Conversely, conditions not defined as prerenal AKI (such as contrast nephropathy, rhabdomyolysis, hemoglobinuria, and urinary tract obstruction) may also have a low FENA (see Table 81.1B).
Postrenal Acute Kidney Injury (AKI)
Obstruction to urine flow at any level of the urinary collecting system may produce AKI (Table 81.3). Lower urinary tract obstruction may occur at the level of the bladder, bladder outlet, or urethra. Upper urinary tract obstruction may occur at the level of the ureter or the renal pelvis. Upper tract obstruction must be bilateral to cause AKI, absent a single functioning kidney or baseline renal insufficiency. Complete obstruction produces anuria, whereas partial obstruction yields variable urine output, with polyuria or fluctuation between polyuria and anuria characteristic.

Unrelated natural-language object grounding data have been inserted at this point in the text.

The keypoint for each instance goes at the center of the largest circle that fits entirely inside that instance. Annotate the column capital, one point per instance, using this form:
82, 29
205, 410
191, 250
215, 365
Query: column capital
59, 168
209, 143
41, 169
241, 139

Exclude postrenal causes in all patients with AKI, as obstructive renal failure is potentially reversible if promptly diagnosed and decompressed. Demonstrating residual bladder volume after voiding (postvoiding residual) > 100 mL by bladder catheterization is diagnostic of bladder outflow obstruction or a neurogenic bladder. Perform renal ultrasonography to rule out upper tract obstruction evidenced by hydronephrosis.

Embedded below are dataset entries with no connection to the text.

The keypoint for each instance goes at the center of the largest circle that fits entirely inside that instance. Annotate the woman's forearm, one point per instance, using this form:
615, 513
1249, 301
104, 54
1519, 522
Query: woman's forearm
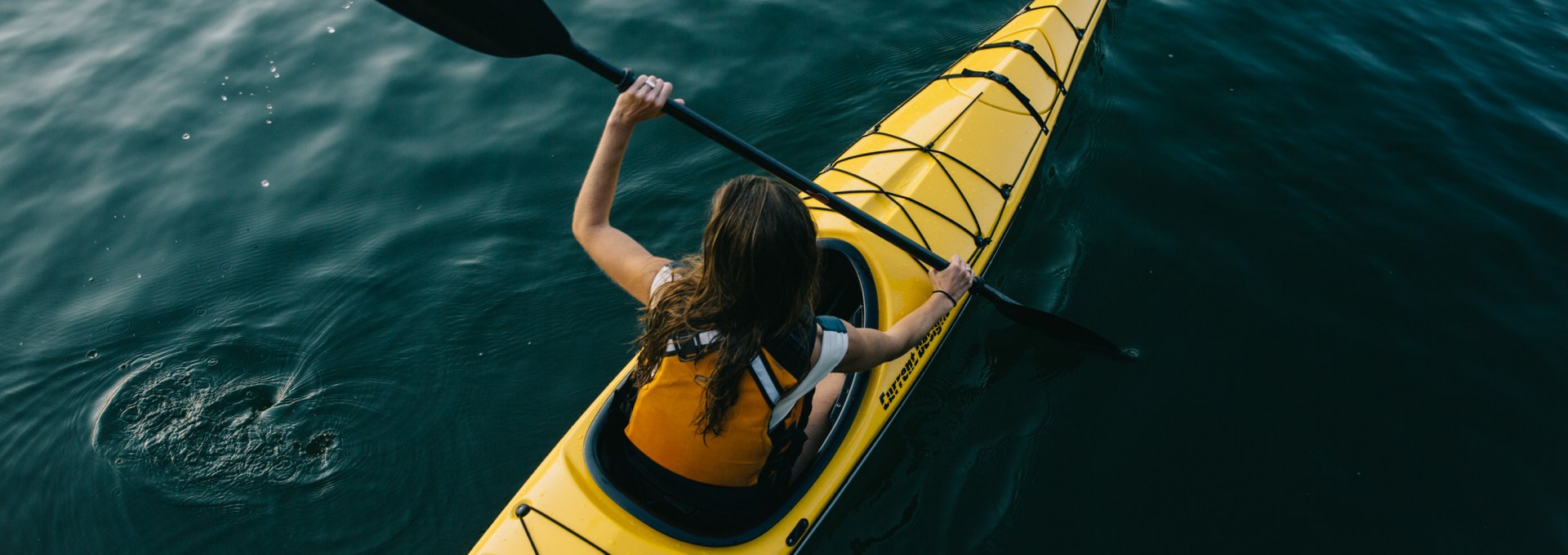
598, 191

Intrinsic Acute Kidney Injury (AKI)
Intrinsic renal parenchymal injury producing AKI may be characterized into five broad categories on the basis of the underlying pathogenesis: (1) acute tubular necrosis (ATN), (2) acute interstitial nephritis (AIN), (3) acute glomerulonephritis (AGN), (4) intratubular obstruction, and (5) acute vascular syndromes (Table 81.4). Of these categories, ATN is by far the most common cause of intrinsic AKI.
Acute Tubular Necrosis (ATN)
Agents that can produce nephrotoxic ATN include aminoglycoside antibiotics, amphotericin B, acetaminophen, cisplatin, radiocontrast media, possibly free hemoglobin, and myoglobin. Contrast-induced nephropathy is the most common to cause ATN. In most ICU patients, ATN is multifactorial, resulting from a combination of nephrotoxic and ischemic insults.